Merapikan kisah yang terekam
10 post dalam jangka waktu berapa lama ya ini…-.-
Jarak waktu ke 9 dan 10 Cuma beda beberapa menit sih, tapi sekarang bingung mau nulis apa! Perasaan banyak ide deh waktu itu pasti menguap lagi nih, huh…Ohh iyaa iyaaa “Daripada galau mending nulis”, motto baru nih liat aja nanti O.O
Jadi, baru-baru ini sih kayaknya minggu kemarin deh! Kebiasaan stalking instagram liat sana sini, liat olshop lah, liat rekomendasi olshop lah, liat endorse-an artis lah hahha sampai yang lagi hits liatin selebgram. Dan yeay such us unproductive actions gitu! Tapi, gak selamanya jelek-jelek amat juga sih, jadi gini dari hasil itu ada suatu kabar yang menggembirakan horeeeee horeeee…. tepuk tangan *prok *prok *prok eh belum juga cerita dink.
Jadi, eleh ini jadi-jadi mulu jadianya kapan ?? tuh baper lagi ! hahah
Jadi, alhasil tengak-tengok Instagram ada hal yang membuat saya bahagia, impian saya dari 10 tahun lalu kayaknya bisa terwujud, dan apa itu ? Penasaran kan? Penasaran gak sih? Harus penasaran pokoknya! (maksa).
Jadi, kebenaran saya lahir, besar dan tinggal di kota Palembang tercinta.

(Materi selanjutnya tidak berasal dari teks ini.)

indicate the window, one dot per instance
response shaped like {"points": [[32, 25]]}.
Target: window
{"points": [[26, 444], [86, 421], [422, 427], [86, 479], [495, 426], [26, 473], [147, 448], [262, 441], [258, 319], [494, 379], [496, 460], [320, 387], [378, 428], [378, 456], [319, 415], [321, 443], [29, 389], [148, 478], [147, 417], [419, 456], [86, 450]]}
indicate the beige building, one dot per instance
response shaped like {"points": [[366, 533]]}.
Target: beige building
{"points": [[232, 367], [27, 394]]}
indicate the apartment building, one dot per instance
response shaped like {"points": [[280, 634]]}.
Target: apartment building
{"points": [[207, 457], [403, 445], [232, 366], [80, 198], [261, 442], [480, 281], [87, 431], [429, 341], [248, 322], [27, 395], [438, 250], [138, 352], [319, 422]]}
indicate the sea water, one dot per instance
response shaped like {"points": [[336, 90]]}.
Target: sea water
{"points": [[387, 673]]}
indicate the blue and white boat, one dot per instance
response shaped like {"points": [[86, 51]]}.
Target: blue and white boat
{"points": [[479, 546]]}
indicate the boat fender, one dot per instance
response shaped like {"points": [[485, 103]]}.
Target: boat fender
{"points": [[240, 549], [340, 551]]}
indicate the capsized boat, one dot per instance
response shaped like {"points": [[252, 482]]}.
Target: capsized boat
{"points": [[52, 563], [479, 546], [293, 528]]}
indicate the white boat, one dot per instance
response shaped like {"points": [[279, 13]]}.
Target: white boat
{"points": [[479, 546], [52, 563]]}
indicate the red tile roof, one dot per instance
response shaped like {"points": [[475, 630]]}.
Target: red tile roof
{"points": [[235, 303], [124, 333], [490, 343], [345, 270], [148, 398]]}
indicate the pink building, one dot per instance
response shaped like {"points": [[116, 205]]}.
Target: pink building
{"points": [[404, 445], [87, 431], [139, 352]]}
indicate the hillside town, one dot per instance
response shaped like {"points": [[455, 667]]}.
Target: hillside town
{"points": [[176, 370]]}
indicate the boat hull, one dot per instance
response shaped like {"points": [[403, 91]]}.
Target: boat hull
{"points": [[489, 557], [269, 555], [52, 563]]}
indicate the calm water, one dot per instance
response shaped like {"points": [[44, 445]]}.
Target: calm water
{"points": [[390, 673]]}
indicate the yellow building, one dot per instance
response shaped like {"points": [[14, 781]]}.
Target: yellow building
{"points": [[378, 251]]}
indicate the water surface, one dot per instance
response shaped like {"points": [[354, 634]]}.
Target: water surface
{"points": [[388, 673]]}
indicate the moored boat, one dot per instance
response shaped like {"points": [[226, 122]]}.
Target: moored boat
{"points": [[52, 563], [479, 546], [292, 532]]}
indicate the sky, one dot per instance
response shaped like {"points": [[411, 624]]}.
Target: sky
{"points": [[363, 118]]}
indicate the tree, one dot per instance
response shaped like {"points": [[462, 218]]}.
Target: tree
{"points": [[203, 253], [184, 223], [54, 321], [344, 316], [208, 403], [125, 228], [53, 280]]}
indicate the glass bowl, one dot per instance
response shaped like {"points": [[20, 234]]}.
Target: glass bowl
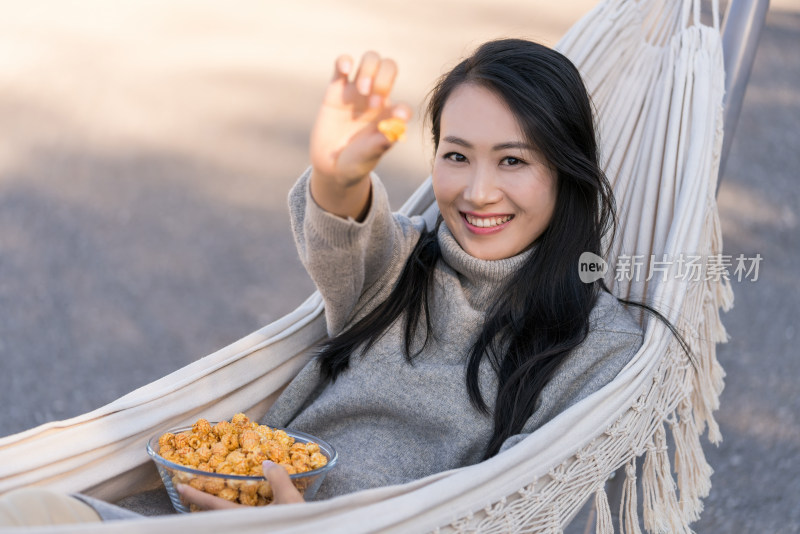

Saya memang lebih tertarik dengan sejarah dan senang mengunjungi tempat-tempat peninggalan sejarah, serasa bahwa waah jadi cerita atau berita yang terjadi diceritakan dibuku, atau sumber informasi lainnya benar adanya dengan mengunjungi tempat bersejarah, entahlah seperti ada suatu momen yang bisa membuat bahagia, dan Palembang sebenernya merupakan kota tertua dan memiliki potensi sejarah yang besar apalagi sumsel pasti banyak peninggalan sejarah yang tersebar di Sumsel, namun yang sangat disayangkan adalah pemerintah dan masyarakat kurang atau bahkan tidak peduli sehingga banyak bangunan kuno disulap menjadi ruko, ataupun hotel L.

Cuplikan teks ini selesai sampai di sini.